The sum of n terms of an A.P. is given by \(S_n = n^2 + n\).
We need to find the common difference, denoted by 'd'.
We know that the sum of the first n terms of an A.P. can also be represented as:
\(S_n = \frac{n}{2}[2a + (n-1)d]\)
where 'a' is the first term and 'd' is the common difference.
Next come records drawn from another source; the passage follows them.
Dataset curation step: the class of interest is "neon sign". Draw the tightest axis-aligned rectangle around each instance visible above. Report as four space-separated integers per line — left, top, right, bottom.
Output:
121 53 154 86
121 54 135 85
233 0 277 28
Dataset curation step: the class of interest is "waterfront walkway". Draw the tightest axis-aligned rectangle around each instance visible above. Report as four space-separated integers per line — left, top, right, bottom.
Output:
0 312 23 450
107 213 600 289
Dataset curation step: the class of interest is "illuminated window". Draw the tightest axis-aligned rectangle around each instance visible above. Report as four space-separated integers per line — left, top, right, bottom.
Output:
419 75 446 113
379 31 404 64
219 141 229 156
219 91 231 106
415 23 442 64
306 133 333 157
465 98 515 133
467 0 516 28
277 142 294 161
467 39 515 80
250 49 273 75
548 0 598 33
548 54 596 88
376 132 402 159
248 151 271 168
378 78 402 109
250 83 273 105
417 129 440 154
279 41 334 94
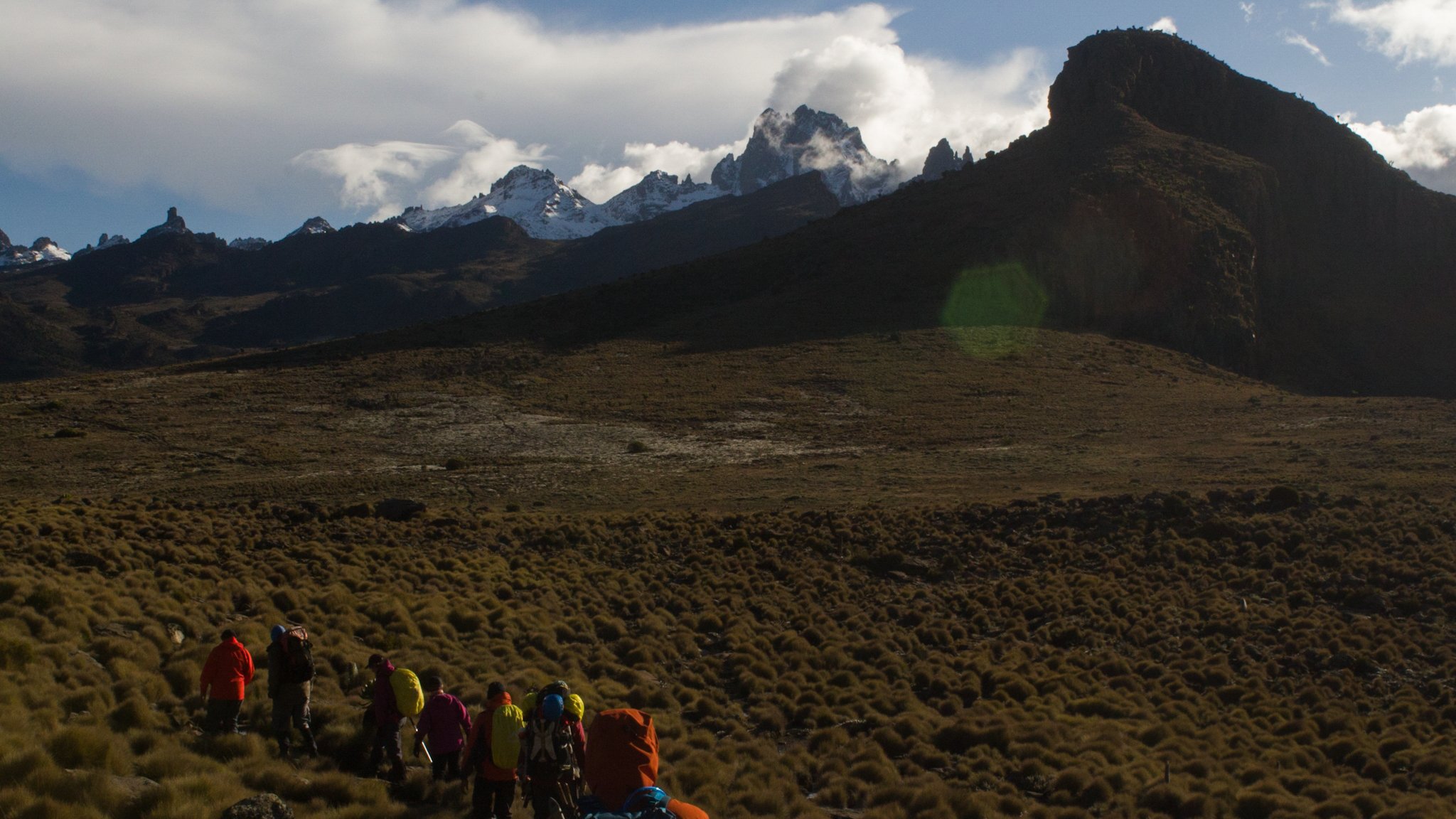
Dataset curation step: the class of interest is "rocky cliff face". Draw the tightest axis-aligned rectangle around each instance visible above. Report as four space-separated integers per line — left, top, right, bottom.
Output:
137 207 191 242
601 171 727 225
439 31 1456 397
284 215 333 239
1049 31 1456 393
712 105 901 205
916 139 971 182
We are given \(S_n = n^2 + n = n(n+1)\).
Let's find \(S_1\) and \(S_2\):
\(S_1 = 1^2 + 1 = 2\)
\(S_2 = 2^2 + 2 = 6\)
Since \(S_1\) represents the sum of the first term, it is equal to the first term itself:
\(a = S_1 = 2\)
\(S_2\) represents the sum of the first two terms, so:
\(S_2 = a + (a+d) = 2a + d = 6\)
We know \(a = 2\), so:
\(2(2) + d = 6\)
\(4 + d = 6\)
\(d = 6 - 4\)
\(d = 2\)
Therefore, the common difference is 2.
To solve this problem, we need to find the common difference of an arithmetic progression (A.P.) given that the sum of the first $ n $ terms, $ S_n $, is: $$ S_n = n^2 + n $$ Formula for Sum of First $ n $ Terms:
The sum of the first $ n $ terms of an arithmetic progression is given by the formula: $$ S_n = \frac{n}{2} \left( 2a + (n - 1) d \right) $$ Where: - $ a $ is the first term, - $ d $ is the common difference.
Difference of Consecutive Sums:
To find the common difference, we can calculate the difference between the sum of the first $ n $ terms and the sum of the first $ n-1 $ terms. This will give the $ n $-th term of the progression. $$ T_n = S_n - S_{n-1} $$ Substitute the given sum formula $ S_n = n^2 + n $ into this equation. $$ T_n = (n^2 + n) - ((n-1)^2 + (n-1)) $$ Simplifying this will help us find the common difference $ d $. Let me proceed with the simplification: $$ T_n = (n^2 + n) - ((n^2 - 2n + 1) + n - 1) $$ $$ T_n = n^2 + n - n^2 + 2n - 1 - n + 1 $$ $$ T_n = 2n $$ This expression tells us that the $ n $-th term is $ 2n $, and since the A.P. starts with 2 (i.e., $ T_1 = 2 $), we can conclude that the common difference is 2.
Answer: The common difference of the A.P. is 2, so the correct option is (C) 2.